No, the Spillway algorithms aren't quite ready yet.


----------



## phi1 (Sep 15, 2019)

@PedalPCB Maybe you have no way of knowing, but do you think this is just a temporary shortage, or have you heard rumors of the fv-1 phasing out of production? Hopefully not, i’m just getting into it haha. Just curious if you had any insight.


----------



## Robert (Sep 15, 2019)

I was told there was a workers strike at the warehouse that ships them and that the delays would last around 8 - 10 weeks.   This was a little over a month ago.

They're still shipping, just not as fast as usual.


----------



## Gordo (Sep 16, 2019)

I'm surprised that SS hasn't come up with an FV-2.  I guess niche products are harder to justify to bean counters...


----------



## stevtron (Sep 16, 2019)

Robert said:


> No, the Spillway algorithms aren't quite ready yet.



... but it will, or is there a problem ?


----------



## zgrav (Sep 16, 2019)

Keith Barr, one of the people responsible for creating the FV-1, passed away in 2010, and he was also the guy that pioneered the development of the Alesis products prior years.  It is unlikely there ever will be an FV-2.

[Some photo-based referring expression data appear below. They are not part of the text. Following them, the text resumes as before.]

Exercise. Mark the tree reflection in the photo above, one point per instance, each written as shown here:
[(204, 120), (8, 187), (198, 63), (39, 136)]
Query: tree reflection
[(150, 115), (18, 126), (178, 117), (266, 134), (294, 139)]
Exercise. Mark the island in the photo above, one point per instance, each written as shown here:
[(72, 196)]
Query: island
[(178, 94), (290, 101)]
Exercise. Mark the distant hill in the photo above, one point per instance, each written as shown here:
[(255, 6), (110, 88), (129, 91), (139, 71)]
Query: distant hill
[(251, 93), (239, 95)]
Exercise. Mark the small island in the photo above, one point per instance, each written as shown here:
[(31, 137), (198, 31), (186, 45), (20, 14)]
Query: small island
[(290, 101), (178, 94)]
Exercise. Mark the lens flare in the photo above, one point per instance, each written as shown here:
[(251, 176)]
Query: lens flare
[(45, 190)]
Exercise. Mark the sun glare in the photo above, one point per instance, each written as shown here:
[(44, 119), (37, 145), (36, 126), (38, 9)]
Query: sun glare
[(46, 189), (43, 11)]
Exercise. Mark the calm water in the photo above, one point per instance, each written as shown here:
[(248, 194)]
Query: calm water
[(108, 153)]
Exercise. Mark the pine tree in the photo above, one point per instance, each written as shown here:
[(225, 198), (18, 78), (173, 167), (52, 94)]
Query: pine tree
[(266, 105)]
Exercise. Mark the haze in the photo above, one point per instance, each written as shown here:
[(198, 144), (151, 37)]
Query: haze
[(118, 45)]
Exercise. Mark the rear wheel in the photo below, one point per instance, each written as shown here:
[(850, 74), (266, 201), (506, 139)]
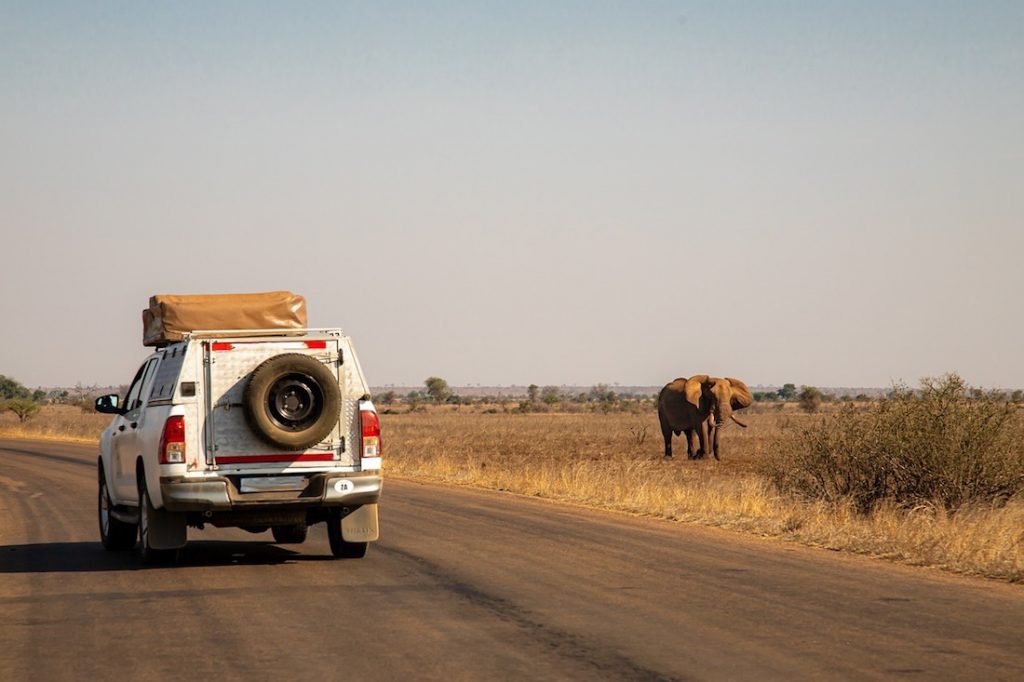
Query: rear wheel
[(290, 535), (339, 548), (114, 534), (146, 511)]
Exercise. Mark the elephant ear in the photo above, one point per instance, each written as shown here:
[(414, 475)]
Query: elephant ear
[(693, 388), (740, 394)]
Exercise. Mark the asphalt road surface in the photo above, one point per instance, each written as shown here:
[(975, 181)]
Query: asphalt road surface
[(469, 585)]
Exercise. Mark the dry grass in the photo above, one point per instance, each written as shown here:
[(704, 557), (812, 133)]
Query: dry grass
[(613, 461), (56, 422)]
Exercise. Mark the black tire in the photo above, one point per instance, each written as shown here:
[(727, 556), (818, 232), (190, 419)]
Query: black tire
[(115, 535), (146, 511), (292, 401), (339, 548), (290, 535)]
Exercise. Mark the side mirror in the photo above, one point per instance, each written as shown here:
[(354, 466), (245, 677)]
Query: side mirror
[(109, 405)]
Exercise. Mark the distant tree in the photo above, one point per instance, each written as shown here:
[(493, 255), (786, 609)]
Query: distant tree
[(437, 389), (810, 398), (602, 393), (9, 388), (551, 394), (787, 392), (25, 408)]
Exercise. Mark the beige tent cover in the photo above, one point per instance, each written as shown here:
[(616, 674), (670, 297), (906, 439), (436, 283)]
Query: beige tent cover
[(170, 315)]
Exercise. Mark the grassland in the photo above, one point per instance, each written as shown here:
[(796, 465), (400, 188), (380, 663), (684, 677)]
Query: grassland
[(613, 461)]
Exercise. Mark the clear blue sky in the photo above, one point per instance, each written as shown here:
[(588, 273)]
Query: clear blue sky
[(818, 193)]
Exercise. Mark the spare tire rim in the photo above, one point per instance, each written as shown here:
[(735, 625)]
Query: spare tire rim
[(294, 401)]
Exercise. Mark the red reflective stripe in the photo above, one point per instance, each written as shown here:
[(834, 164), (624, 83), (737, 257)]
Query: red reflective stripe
[(255, 459)]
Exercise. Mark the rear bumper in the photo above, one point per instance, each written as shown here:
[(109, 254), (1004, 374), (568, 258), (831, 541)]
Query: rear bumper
[(181, 494)]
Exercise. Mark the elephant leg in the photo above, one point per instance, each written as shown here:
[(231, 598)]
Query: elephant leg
[(667, 434)]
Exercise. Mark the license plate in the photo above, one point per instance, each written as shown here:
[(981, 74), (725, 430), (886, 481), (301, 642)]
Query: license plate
[(270, 483)]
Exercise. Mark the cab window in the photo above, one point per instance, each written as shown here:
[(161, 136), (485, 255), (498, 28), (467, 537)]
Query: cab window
[(134, 398)]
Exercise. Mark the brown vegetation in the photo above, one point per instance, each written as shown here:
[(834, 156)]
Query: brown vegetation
[(611, 459)]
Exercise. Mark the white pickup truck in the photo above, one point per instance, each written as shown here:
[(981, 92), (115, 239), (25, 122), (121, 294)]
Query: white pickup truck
[(259, 429)]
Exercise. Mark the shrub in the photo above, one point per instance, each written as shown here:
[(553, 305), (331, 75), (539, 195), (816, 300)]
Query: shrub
[(810, 398), (943, 445)]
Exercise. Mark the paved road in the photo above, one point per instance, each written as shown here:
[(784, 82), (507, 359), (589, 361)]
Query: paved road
[(473, 586)]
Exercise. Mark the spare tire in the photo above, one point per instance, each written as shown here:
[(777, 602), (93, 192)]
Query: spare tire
[(292, 401)]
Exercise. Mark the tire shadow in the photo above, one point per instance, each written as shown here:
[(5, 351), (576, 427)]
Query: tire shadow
[(91, 557)]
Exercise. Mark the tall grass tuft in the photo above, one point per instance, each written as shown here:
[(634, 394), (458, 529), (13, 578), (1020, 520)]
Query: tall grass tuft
[(943, 445)]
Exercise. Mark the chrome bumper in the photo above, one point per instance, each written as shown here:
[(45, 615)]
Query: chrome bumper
[(221, 493)]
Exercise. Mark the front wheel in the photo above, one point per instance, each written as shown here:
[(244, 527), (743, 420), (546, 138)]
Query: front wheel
[(115, 535), (339, 548)]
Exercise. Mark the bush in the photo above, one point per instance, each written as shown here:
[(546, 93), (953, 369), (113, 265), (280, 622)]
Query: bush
[(810, 398), (942, 445)]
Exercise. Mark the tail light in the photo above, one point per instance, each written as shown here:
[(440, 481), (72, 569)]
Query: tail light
[(371, 433), (172, 441)]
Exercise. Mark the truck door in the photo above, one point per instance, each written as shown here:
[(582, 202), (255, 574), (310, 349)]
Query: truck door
[(126, 441)]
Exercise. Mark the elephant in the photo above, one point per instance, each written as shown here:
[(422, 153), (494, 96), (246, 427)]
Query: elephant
[(700, 403)]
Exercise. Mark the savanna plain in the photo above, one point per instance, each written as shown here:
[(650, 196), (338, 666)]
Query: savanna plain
[(930, 477)]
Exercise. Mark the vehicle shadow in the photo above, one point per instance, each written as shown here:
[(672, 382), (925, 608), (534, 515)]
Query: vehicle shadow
[(91, 557)]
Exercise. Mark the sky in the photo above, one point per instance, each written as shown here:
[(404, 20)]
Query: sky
[(554, 193)]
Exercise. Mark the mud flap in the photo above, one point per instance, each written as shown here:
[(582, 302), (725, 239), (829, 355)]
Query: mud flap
[(360, 525), (167, 529)]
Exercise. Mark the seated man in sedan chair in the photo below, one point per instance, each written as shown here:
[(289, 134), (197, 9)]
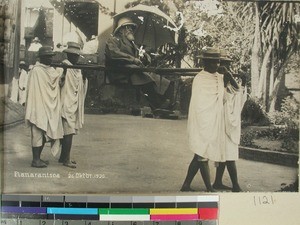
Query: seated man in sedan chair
[(121, 51)]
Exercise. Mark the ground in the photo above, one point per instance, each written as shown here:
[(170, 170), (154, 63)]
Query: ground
[(124, 154)]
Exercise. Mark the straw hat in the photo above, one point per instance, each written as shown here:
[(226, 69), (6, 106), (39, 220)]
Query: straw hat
[(36, 39), (224, 56), (46, 51), (210, 53), (124, 21), (73, 48)]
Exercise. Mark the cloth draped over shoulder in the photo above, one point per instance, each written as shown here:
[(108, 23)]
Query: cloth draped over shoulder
[(23, 80), (73, 94), (43, 107), (235, 100), (121, 52), (206, 125)]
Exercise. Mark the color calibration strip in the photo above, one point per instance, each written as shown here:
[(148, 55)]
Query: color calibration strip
[(158, 209)]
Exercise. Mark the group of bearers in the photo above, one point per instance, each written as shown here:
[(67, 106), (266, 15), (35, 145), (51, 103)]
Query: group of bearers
[(55, 104), (214, 121)]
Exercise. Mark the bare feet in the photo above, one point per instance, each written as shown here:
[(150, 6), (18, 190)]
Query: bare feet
[(69, 164), (38, 164), (221, 187)]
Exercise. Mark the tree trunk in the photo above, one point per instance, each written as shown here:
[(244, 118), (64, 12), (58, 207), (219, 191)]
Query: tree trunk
[(255, 55), (263, 76)]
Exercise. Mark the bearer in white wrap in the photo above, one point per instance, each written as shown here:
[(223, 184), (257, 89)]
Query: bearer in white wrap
[(206, 120), (43, 106), (73, 92), (235, 97)]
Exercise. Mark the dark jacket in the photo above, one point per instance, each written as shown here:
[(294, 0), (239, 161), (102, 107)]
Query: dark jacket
[(121, 52)]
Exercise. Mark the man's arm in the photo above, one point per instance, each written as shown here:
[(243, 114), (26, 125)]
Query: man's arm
[(228, 78)]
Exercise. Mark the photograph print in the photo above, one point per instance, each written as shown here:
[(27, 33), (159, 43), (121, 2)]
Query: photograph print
[(149, 96)]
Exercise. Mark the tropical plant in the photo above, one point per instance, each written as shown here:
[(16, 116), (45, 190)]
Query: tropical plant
[(275, 40)]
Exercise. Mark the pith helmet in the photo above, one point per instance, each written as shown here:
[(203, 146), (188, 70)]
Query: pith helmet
[(124, 21), (73, 48), (210, 53)]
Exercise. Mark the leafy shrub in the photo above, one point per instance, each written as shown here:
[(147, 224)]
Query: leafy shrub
[(254, 114)]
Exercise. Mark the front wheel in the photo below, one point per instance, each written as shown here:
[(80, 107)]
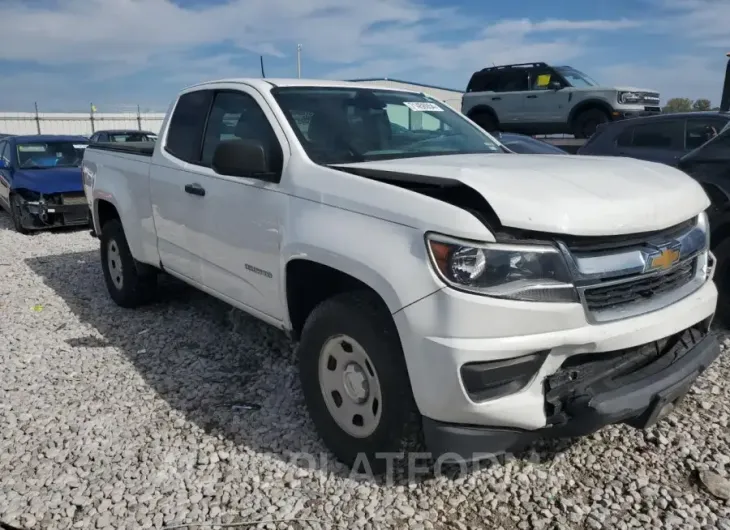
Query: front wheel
[(127, 286), (354, 378)]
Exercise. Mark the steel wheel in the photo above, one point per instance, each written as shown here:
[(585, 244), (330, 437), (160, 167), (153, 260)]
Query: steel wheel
[(350, 386), (114, 262)]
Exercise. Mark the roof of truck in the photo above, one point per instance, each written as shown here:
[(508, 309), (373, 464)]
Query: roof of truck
[(267, 83)]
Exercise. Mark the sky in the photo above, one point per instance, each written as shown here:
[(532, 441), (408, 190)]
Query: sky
[(117, 54)]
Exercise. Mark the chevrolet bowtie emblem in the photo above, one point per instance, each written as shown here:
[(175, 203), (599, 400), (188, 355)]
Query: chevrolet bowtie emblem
[(663, 260)]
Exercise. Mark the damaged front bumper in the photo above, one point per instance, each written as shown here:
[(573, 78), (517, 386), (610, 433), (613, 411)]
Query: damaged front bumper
[(636, 386), (38, 211)]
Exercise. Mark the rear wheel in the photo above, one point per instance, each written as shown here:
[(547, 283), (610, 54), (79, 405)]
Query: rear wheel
[(486, 121), (127, 286), (586, 123), (354, 378), (16, 215)]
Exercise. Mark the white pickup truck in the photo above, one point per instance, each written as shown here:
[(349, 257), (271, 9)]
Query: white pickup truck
[(428, 274)]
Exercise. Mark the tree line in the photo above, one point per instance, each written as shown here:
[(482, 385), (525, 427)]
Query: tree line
[(687, 105)]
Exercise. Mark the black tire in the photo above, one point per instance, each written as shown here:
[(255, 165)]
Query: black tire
[(486, 121), (16, 215), (363, 317), (586, 123), (131, 288), (722, 281)]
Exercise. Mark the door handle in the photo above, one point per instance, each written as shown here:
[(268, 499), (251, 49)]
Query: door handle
[(195, 189)]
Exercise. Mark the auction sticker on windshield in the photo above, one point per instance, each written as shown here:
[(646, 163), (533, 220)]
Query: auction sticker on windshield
[(422, 106)]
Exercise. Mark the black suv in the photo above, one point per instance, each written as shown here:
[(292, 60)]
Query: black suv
[(536, 98)]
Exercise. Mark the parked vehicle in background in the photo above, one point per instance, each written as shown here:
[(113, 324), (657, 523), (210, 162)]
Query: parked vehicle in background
[(40, 181), (527, 145), (536, 98), (503, 297), (665, 138), (123, 135)]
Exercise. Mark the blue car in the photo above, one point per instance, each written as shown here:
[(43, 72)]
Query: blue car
[(40, 181)]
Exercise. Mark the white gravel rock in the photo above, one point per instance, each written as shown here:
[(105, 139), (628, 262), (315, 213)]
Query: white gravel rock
[(189, 411)]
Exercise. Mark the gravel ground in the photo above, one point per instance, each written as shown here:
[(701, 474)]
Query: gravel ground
[(188, 411)]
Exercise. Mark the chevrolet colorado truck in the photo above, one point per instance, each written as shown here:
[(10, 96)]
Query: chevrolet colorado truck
[(429, 275)]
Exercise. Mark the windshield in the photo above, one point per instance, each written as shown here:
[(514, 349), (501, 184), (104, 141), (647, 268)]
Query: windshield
[(130, 137), (43, 155), (343, 125), (575, 77)]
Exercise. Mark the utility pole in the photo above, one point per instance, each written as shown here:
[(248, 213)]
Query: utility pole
[(299, 61)]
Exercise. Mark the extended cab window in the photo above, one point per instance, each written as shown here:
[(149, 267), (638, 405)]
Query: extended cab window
[(513, 81), (185, 133), (237, 115)]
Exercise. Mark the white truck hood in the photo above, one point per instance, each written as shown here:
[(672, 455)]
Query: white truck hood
[(576, 195)]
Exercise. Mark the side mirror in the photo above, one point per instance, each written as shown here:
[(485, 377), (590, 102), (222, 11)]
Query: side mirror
[(242, 158)]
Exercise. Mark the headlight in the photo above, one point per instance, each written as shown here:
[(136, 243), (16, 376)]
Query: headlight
[(629, 97), (534, 273)]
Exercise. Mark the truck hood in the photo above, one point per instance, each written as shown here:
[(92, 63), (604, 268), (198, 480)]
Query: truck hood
[(47, 181), (575, 195)]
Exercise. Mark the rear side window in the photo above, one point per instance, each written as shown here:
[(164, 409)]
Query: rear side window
[(185, 134), (664, 134)]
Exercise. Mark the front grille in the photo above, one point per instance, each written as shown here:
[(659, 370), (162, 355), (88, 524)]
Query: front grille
[(641, 289)]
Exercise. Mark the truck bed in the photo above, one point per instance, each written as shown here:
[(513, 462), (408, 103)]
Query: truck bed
[(134, 148)]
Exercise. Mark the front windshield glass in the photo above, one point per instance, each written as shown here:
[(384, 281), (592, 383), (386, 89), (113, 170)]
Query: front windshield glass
[(130, 137), (576, 78), (343, 125), (44, 155)]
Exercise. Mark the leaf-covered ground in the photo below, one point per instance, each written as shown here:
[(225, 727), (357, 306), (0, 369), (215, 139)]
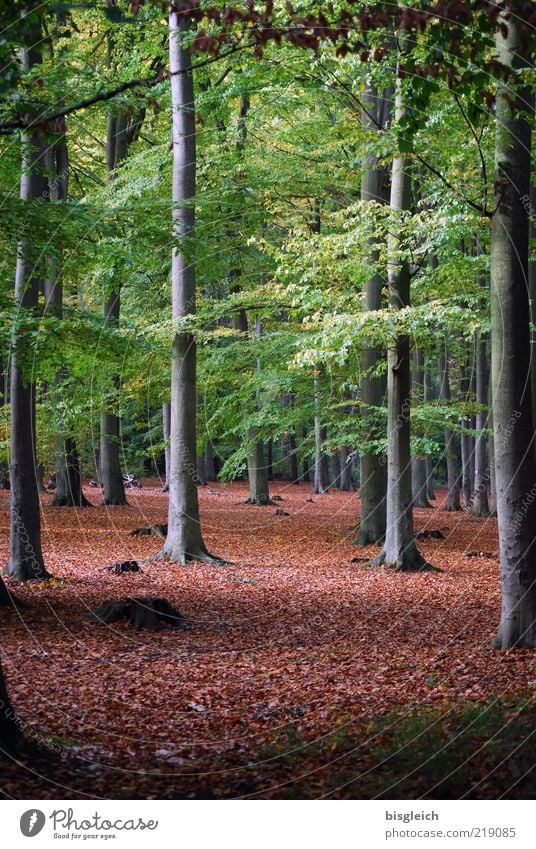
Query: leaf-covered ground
[(296, 656)]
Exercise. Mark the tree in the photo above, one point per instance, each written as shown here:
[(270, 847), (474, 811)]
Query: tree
[(25, 555), (184, 540), (399, 550), (515, 466), (452, 503), (374, 189)]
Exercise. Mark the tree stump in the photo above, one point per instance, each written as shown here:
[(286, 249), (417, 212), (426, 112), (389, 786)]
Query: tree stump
[(143, 612), (124, 566), (153, 530)]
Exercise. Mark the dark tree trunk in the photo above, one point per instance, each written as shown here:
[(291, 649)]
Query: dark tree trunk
[(4, 468), (11, 737), (515, 465), (334, 469), (346, 483), (210, 468), (184, 540), (373, 490), (166, 426), (257, 473), (466, 439), (452, 503), (399, 551), (67, 465), (26, 557), (428, 396), (532, 293), (320, 481), (419, 478), (119, 136), (480, 506)]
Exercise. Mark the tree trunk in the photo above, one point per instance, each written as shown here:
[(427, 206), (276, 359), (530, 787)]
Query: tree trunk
[(334, 469), (479, 505), (373, 489), (184, 540), (452, 503), (428, 396), (515, 465), (166, 424), (320, 481), (11, 737), (419, 478), (345, 481), (26, 557), (532, 294), (118, 139), (399, 551), (210, 469), (111, 474)]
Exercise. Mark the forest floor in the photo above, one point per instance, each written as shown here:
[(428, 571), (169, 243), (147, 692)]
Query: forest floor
[(302, 674)]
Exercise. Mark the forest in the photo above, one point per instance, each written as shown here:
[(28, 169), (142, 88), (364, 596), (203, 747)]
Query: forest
[(267, 399)]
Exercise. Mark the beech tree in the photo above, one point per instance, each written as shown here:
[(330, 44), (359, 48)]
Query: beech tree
[(184, 539), (515, 466), (25, 555)]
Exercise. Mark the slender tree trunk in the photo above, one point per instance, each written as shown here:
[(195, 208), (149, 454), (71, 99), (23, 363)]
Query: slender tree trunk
[(320, 482), (515, 465), (184, 539), (532, 293), (111, 474), (480, 506), (373, 489), (166, 425), (334, 469), (346, 483), (4, 467), (210, 469), (67, 464), (452, 503), (399, 551), (430, 477), (419, 478), (11, 737), (491, 450), (428, 396), (26, 557), (119, 135)]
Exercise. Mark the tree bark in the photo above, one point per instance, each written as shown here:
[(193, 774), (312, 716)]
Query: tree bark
[(210, 469), (26, 557), (111, 474), (373, 489), (166, 427), (419, 478), (184, 540), (346, 484), (399, 551), (515, 465), (532, 294), (479, 504), (320, 481), (11, 737), (452, 503)]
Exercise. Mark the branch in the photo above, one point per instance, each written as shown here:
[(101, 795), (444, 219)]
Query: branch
[(479, 146), (478, 207), (104, 96)]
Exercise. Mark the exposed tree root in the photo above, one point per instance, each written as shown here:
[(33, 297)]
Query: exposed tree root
[(181, 556), (259, 502), (143, 612), (409, 560)]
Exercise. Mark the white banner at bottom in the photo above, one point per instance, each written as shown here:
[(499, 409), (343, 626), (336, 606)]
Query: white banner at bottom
[(270, 824)]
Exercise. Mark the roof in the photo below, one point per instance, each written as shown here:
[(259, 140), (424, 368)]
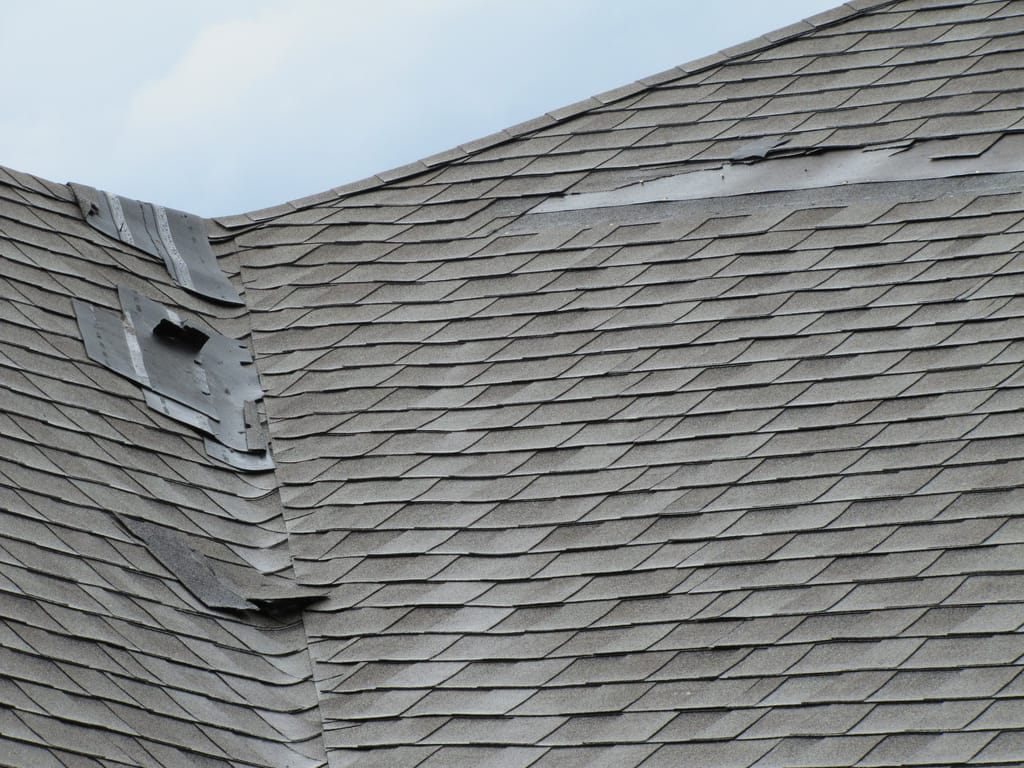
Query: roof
[(679, 427)]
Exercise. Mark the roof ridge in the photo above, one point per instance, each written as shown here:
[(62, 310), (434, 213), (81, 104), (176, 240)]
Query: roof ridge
[(844, 12)]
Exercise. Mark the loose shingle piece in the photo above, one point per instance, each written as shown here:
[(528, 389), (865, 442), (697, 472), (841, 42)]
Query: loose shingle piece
[(680, 426)]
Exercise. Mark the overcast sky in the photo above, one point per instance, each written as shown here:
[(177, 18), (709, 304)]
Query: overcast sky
[(221, 107)]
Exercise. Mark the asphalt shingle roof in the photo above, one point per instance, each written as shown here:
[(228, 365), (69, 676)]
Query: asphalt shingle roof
[(722, 479)]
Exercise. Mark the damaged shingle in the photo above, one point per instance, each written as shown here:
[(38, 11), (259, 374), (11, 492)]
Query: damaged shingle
[(176, 238), (194, 375)]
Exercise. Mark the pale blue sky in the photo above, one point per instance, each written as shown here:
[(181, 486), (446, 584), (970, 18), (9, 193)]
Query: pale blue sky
[(227, 105)]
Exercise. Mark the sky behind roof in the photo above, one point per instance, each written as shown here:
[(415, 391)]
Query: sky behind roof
[(228, 105)]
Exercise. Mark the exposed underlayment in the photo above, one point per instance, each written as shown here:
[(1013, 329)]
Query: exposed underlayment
[(591, 472), (178, 239), (927, 160), (196, 376)]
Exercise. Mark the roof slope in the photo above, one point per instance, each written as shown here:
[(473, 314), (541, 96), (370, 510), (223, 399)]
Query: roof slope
[(105, 657), (716, 481), (609, 451)]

from another post about Keith Barr:

"One of the pleasures of this project has been learning a little about the designer of the FV-1, Keith Barr. He passed away in 2010 and some of his contributions are summarized in this tribute: cofounder of MXR and creator of the Phase 90, founder of Alesis, pioneer in bringing digital recording and then digital reverb to the masses, etc.

The FV-1 was developed and released in the mid-2000s and is responsible for the boom in “boutique” reverb and (along with the PT2399) non-BBD delay pedals, being used by the likes of: Old Blood Noise, Catalinbread, Neunaber, Earthquaker, Red Panda, Keeley, Dr. Scientist, Walrus Audio, etc, etc."

more here:









						Remembering Keith Barr, Founder of Alesis, Lost Last Week - CDM Create Digital Music
					

Photos courtesy Spin Semiconductor. I was stunned last week to learn of the death of Keith Barr, the founder of Alesis and a beloved, legendary engineer of music technology. He was 61. An analog engineer gone digital, he led the charge to make digital reverb and studio recording affordable, and...




					cdm.link


----------



## Dreamlands (Sep 16, 2019)

Thanks for sharing that @zgrav -- interesting to learn a bit about Barr and that he founded Alesis.


----------



## Robert (Sep 16, 2019)

Gordo said:


> I'm surprised that SS hasn't come up with an FV-2.  I guess niche products are harder to justify to bean counters...



A successor in development (and has been for a while), but I don't think it's going to be quite as user friendly as the FV-1.



stevtron said:


> ... but it will, or is there a problem ?



It's coming, yes.


----------